Tief in einer gefluteten Uranmine in Deutschland tun Bakterien etwas, das Wissenschaftler für nahezu unmöglich hielten: Sie schließen giftiges Uran in eine stabile Form ein, die sich nicht mehr in Wasser auflöst. Forscher fütterten die Mikroben mit Glycerin, und innerhalb von 130 Tagen verschwanden etwa 95 Prozent des gelösten Urans aus dem Wasser, umgewandelt in eine Verbindung, die so stabil war, dass sie zuvor kaum gesehen worden war.
Die Entdeckung, veröffentlicht in Nature Communications, stammt von einem Team am Helmholtz-Zentrum Dresden-Rossendorf (HZDR), das mit der Wismut GmbH und der Universität Granada in Spanien zusammenarbeitet. Sie sammelten Wasser aus einer gefluteten Mine im Erzgebirge, wo einst Uranbergbau blühte. Das Wasser war reich an gelöstem Uran, einem Schwermetall, das mobil und gefährlich wird, wenn der Bergbau seinen natürlichen Mineralzustand stört.

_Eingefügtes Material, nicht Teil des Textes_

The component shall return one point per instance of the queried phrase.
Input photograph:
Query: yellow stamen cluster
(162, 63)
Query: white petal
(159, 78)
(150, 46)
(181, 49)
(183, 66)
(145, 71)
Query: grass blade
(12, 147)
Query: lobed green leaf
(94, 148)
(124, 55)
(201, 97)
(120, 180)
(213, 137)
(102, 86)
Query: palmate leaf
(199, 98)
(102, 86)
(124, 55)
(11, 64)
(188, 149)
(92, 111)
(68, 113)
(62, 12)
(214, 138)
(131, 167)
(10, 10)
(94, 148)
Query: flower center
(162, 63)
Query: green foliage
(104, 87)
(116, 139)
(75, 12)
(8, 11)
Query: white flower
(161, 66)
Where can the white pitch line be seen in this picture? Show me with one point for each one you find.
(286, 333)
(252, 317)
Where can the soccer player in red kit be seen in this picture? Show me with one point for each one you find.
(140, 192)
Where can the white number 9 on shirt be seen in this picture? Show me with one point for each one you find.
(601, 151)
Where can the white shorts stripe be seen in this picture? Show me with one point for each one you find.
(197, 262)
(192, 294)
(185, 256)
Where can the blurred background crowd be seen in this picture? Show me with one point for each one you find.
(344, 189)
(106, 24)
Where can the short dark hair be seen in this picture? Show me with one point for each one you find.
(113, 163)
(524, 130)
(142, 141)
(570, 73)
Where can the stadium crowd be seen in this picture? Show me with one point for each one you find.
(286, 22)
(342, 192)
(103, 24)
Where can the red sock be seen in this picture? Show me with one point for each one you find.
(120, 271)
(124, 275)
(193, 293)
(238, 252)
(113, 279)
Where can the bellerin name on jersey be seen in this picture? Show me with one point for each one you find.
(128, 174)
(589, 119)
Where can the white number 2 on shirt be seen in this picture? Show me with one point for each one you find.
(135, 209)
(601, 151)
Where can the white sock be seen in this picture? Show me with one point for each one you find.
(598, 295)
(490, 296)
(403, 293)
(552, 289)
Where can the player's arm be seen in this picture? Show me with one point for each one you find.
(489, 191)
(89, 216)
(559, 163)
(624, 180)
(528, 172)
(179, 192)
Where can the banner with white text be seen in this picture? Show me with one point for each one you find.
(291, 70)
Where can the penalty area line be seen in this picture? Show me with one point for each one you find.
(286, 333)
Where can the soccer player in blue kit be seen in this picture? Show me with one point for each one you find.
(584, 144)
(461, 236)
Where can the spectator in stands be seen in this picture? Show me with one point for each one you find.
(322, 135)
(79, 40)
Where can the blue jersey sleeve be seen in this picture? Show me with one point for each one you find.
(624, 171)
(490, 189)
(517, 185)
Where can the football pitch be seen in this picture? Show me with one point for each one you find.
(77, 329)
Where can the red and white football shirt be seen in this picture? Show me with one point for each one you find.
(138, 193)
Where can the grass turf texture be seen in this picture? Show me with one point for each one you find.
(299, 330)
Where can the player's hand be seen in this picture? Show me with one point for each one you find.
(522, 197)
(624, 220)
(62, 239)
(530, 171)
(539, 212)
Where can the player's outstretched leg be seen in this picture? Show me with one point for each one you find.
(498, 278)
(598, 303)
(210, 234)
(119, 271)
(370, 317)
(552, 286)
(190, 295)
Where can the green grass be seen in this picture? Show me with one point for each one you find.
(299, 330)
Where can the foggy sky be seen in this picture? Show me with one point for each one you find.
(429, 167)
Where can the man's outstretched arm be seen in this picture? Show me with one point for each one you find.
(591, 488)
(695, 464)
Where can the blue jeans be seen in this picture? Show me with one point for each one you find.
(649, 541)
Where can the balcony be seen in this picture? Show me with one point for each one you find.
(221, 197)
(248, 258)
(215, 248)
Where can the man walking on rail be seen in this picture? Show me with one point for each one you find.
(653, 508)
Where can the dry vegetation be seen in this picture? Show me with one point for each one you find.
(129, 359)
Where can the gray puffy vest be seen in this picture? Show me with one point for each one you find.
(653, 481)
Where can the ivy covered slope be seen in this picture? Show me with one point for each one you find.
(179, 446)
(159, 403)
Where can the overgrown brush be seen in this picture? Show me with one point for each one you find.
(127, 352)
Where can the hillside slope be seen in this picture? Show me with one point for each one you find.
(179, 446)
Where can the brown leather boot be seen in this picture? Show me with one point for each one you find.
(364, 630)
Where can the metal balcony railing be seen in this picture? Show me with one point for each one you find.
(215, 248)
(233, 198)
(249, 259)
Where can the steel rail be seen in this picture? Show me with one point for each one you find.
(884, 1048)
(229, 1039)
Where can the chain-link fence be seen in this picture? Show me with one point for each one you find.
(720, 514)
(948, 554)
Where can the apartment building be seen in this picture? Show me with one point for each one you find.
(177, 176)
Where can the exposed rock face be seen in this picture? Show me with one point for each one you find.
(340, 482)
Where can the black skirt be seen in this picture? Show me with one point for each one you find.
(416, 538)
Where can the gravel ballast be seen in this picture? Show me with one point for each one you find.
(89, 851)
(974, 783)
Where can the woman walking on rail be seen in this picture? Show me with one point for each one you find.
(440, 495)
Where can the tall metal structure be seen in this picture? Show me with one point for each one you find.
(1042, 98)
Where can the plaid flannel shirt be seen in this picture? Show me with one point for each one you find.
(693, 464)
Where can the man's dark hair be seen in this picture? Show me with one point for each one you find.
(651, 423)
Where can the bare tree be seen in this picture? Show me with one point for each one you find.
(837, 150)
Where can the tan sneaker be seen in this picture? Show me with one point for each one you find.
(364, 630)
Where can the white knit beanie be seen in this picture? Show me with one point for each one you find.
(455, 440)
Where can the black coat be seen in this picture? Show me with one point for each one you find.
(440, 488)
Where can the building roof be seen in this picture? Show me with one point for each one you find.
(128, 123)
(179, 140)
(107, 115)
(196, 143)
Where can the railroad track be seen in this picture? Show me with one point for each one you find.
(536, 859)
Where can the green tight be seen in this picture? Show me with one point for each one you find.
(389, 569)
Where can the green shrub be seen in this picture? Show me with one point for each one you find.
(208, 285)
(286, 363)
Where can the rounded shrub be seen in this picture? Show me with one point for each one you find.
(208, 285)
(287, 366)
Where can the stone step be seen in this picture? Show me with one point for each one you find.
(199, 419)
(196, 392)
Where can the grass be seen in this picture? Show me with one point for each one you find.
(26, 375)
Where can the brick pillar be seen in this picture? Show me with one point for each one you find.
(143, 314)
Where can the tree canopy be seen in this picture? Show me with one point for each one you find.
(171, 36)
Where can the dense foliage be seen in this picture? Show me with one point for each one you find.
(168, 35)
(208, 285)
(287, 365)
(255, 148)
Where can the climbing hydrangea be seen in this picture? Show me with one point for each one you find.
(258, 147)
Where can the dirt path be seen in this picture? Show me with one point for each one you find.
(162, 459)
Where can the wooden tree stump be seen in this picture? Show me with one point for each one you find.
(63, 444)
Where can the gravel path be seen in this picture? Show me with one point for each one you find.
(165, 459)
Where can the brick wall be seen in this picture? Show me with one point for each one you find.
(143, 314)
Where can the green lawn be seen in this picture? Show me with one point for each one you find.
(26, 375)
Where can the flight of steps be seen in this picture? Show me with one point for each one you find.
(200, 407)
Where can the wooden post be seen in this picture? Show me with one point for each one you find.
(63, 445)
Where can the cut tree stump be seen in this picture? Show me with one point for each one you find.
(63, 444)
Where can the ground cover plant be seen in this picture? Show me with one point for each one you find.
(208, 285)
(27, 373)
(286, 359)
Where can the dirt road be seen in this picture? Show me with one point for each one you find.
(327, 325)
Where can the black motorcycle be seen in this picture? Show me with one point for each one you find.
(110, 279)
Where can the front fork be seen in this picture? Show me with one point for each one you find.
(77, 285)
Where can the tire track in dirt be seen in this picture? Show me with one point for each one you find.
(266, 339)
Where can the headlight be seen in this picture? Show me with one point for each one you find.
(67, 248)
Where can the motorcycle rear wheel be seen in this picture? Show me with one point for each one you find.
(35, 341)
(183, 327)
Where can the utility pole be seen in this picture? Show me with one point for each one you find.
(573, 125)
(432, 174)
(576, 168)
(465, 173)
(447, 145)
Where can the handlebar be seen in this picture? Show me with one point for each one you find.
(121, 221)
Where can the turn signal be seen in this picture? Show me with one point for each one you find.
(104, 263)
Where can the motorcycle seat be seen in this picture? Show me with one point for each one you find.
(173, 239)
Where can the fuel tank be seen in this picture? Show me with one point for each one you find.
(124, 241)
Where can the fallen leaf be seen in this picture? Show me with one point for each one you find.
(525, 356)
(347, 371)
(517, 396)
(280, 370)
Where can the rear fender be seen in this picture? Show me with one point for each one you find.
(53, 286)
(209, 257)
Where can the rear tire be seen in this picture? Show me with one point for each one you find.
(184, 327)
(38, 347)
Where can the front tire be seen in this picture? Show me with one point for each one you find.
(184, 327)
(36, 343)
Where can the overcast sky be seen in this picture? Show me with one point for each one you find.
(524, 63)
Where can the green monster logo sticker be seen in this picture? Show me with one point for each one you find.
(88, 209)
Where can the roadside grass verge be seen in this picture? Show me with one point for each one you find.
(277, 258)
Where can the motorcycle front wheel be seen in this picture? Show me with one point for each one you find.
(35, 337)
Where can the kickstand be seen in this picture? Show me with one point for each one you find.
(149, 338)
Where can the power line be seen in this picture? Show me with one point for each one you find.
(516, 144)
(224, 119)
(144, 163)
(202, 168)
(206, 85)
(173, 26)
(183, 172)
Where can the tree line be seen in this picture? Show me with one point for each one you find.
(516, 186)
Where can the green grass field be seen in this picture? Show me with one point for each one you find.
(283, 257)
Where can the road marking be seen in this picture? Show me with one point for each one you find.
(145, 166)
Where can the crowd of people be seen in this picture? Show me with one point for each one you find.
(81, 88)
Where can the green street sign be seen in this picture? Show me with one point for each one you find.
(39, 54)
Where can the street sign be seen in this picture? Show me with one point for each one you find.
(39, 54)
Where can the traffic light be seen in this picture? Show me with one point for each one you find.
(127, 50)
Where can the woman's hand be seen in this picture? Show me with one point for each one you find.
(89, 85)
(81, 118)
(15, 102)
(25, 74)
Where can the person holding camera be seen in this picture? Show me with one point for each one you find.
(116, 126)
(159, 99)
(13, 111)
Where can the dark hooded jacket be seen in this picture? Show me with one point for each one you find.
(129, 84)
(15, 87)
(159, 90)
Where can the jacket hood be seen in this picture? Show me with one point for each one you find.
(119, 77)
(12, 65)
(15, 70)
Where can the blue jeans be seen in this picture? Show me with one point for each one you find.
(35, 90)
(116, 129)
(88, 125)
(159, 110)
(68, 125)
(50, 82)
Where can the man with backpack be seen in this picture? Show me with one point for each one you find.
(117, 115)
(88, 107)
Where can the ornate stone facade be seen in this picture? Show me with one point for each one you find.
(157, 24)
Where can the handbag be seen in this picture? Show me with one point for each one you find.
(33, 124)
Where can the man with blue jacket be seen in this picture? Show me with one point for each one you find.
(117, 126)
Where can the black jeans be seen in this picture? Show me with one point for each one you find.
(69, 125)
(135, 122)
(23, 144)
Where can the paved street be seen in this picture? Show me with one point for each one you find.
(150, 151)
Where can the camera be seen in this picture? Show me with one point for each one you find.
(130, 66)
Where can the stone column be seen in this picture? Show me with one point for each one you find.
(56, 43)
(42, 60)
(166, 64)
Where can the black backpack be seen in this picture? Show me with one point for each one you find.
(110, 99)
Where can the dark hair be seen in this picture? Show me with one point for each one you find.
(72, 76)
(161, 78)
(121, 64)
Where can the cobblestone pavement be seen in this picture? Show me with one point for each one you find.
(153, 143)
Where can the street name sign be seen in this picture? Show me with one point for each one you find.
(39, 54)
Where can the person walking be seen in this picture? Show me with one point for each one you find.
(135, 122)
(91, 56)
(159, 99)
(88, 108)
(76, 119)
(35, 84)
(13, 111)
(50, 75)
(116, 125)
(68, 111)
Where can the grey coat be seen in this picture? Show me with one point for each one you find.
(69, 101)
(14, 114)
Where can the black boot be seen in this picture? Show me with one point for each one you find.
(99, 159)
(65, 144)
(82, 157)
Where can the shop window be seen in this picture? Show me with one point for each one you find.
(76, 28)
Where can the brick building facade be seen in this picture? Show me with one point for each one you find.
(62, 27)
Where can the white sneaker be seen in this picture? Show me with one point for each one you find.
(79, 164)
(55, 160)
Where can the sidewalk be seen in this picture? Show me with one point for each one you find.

Bakterien fressen Uran und spucken einen Feststoff aus
Bakterien sind dafür bekannt, allerlei Abfälle abzubauen, aber Uran ist eine Überraschung auf der Speisekarte. Dr. Evelyn Krawczyk-Bärsch, Wissenschaftlerin am HZDR, erklärte, dass einige Bakterien gelöstes Uran für ihren Stoffwechsel nutzen können, wenn Glycerin als Nahrungsquelle verfügbar ist. Glycerin ist eine einfache Verbindung, die in Fetten vorkommt und natürlich entstehen kann, wenn Pilze Holz zersetzen.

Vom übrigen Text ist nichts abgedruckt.